Re: Kronenbourg 1664

Posted: Mon Mar 03, 2014 2:05 pm
by Steven P
I was going through my Continental Pilsner book and was thinking about a making a Dutch/Scandinavian style Lager.

In an effort to be helpful.

https://www.homebrewersassociation.org/ ... ic=12222.0

Per their site Kronenbourg 1664 is described thusly:

Medium intensity cereal-malt aroma with a dominant odour of flowery hops, citrus, spicy and flowery honey, peppers, Mirabelle plums, banana and grapefruit.
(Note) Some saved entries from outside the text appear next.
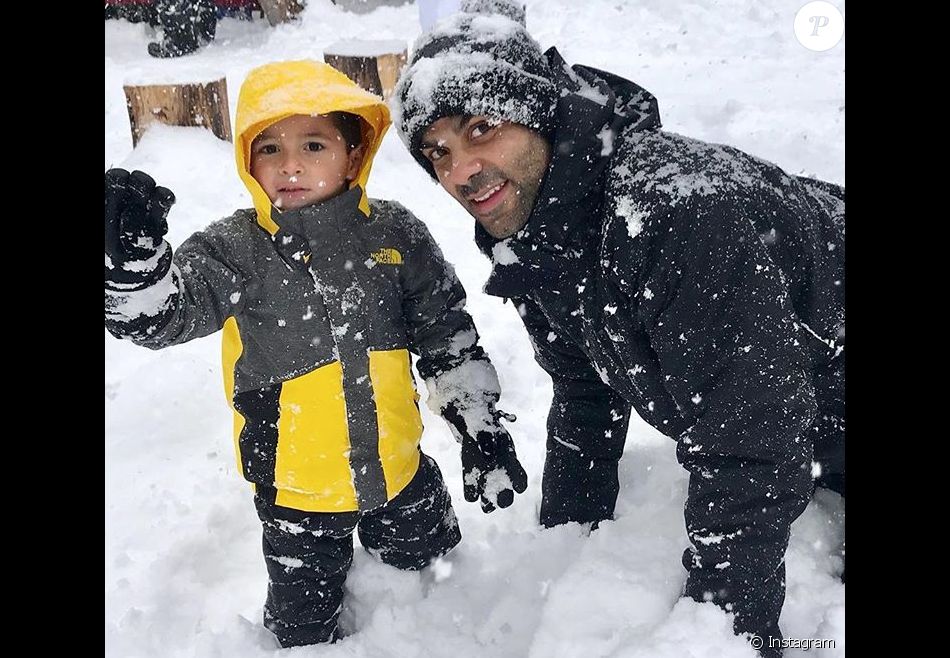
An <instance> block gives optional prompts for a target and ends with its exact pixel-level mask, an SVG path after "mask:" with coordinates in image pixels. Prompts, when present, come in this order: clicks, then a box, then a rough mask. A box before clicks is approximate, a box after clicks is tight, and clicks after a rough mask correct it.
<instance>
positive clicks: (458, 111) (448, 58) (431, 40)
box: [393, 0, 559, 179]
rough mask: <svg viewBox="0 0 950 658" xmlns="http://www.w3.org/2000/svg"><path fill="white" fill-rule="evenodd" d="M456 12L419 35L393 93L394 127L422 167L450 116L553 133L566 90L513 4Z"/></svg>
mask: <svg viewBox="0 0 950 658" xmlns="http://www.w3.org/2000/svg"><path fill="white" fill-rule="evenodd" d="M460 9H461V11H460V13H457V14H453V15H452V16H449V17H447V18H445V19H443V20H442V21H440V22H439V23H437V24H436V26H435V27H434V28H433V29H432V31H430V32H427V33H425V34H423V35H422V36H420V37H419V39H418V40H417V41H416V43H415V45H414V47H413V53H412V57H411V58H410V59H409V62H408V64H407V66H406V67H405V69H404V70H403V72H402V75H401V76H400V78H399V82H398V83H397V85H396V89H395V93H394V94H393V99H394V102H393V124H394V125H395V126H396V130H397V132H398V133H399V137H400V138H401V139H402V141H403V143H404V144H405V145H406V147H407V148H408V149H409V152H410V153H412V156H413V157H414V158H415V159H416V161H417V162H418V163H419V164H420V165H422V167H423V168H424V169H425V170H426V171H427V172H429V175H430V176H432V178H433V179H436V175H435V171H434V170H433V168H432V164H431V163H430V162H429V161H428V160H427V159H426V158H425V157H423V155H422V152H421V150H420V144H421V142H422V135H423V133H425V131H426V129H428V128H429V126H431V125H432V124H433V123H434V122H435V121H437V120H438V119H441V118H442V117H447V116H454V115H461V114H471V115H475V116H477V115H484V116H488V117H492V118H495V119H500V120H504V121H512V122H514V123H520V124H522V125H524V126H527V127H528V128H532V129H534V130H537V131H538V132H539V133H541V134H544V135H547V134H549V133H550V132H551V131H552V130H553V127H554V126H553V120H554V106H555V104H556V102H557V99H558V95H559V93H558V89H557V87H556V86H555V85H554V83H553V82H552V80H553V79H554V75H553V73H552V71H551V67H550V65H549V64H548V60H547V58H545V56H544V55H543V54H542V53H541V48H540V47H539V46H538V44H537V42H536V41H535V40H534V39H533V38H532V37H531V35H529V34H528V32H527V30H525V27H524V10H523V8H521V7H520V6H519V5H517V4H515V3H513V2H511V1H510V0H463V1H462V3H461V5H460Z"/></svg>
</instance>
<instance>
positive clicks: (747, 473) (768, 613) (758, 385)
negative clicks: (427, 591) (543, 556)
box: [476, 48, 844, 635]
All I got was a skunky green bottle from Benz so I can't say whether any of those descriptors are anywhere near accurate. The best thing I could say about the bottle I had was that "it was beer".

Re: Kronenbourg 1664

Posted: Tue Mar 04, 2014 9:44 am
by tony b
Have to second others that have had the "real thing;" one of my favorite Euro beers, along with Pilsner Urquell. But, gotta stay away from those damned green bottles!! What is with those people?? They create some of the best beers in the world and turn around and ruin them by letting them get skunked!! :x

Re: Kronenbourg 1664

Posted: Sun Mar 09, 2014 9:11 am
by JimPotts
I had it on tap in London. Thought it was better than Bud (which was sadly also on tap).